From Integrated Human Practices we learned that there is high demand for a simple, safe and cheap method by which farmers can test for antibiotic resistant pathogens on-site. Developing a method that meets these requirements was precisely the main goal of our project. Our method of detection includes Cas13a, which is able to recognise an RNA target and subsequently collaterally cleave unspecific RNA sequences. This collateral cleavage, allows the amplification of a small signal into a visible read out. Starting with a biological sample, we need to extract DNA. The target DNA needs to be amplified and transcribed into the target RNA. To be able to target as many variations of a certain gene at once, it is important to determine the conserved regions and target those. All in all, our developed method starts at the extraction of a biological sample and ends at the detection visible to the naked eye.

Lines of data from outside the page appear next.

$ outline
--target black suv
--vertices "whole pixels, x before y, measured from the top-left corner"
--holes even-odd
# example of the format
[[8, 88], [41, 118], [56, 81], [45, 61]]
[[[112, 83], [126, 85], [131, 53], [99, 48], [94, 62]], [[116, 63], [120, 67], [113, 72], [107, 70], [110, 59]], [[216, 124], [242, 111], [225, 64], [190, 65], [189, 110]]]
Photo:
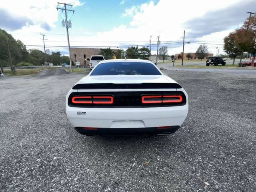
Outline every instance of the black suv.
[[222, 65], [226, 65], [226, 62], [221, 57], [209, 57], [206, 60], [206, 66], [210, 65], [214, 65], [218, 66], [219, 64], [222, 64]]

All the design requirements are optimized to achieve a simple, safe and cheap product. This page is dedicated to show that we have, in fact, achieved these goals of detecting antibiotic resistance genes by naked eye. We have divided the full procedure in three steps:
1. In situ sample processing
We successfully adapted a straightforward protocol for extracting bacterial antibiotics resistance genes that can be performed without the use of specialized lab facilities and requires minimal lab skills. The DNA extraction is as simple as boiling the sample and spinning down the cell debris. The subsequent step, which is the amplification of the target DNA and conversion into RNA, can be done without the use of any advanced laboratory devices. We demonstrated and validated that this protocol can be used successfully to prepare a sample that can be amplified to enhance reliability of the test.

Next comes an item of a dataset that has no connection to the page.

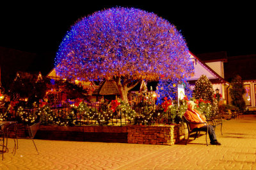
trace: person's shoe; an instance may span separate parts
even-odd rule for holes
[[[218,141],[214,141],[213,142],[211,142],[211,144],[214,145],[221,145],[221,144],[219,143]]]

Figure 1: Overview of our easy sample preparation DNA isolation by boiling and the subsequent DNA amplification and transcription into RNA without the use of any advanced laboratory devices.
2. Target recognition
We developed a software tool to find conserved regions in the genes that are responsible for antibiotic resistance. We tested this software tool on the blaZ family (Figure 2) mostly relevant for the udder-disease mastitis. These genes, originally from the pathogen Staphylococcus aureus, encode for β-lactamases that degrade the most commonly used antibiotics from the penicillin group, including the first choice amoxicillin, ampicillin and benzylpenicillin.
The newly developed software tool was able to predict primers (see design page sample prep) that would allow amplification of a blaZ gene extracted from agricultural pathogens, without knowing the exact sequence of the gene. This was based on predicting conserved regions in the blaZ gene family. We have proven experimentally that the primers designed using the software did in fact allow amplification of an unknown blaZ gene in plasmid DNA extracted from an actual agricultural pathogen.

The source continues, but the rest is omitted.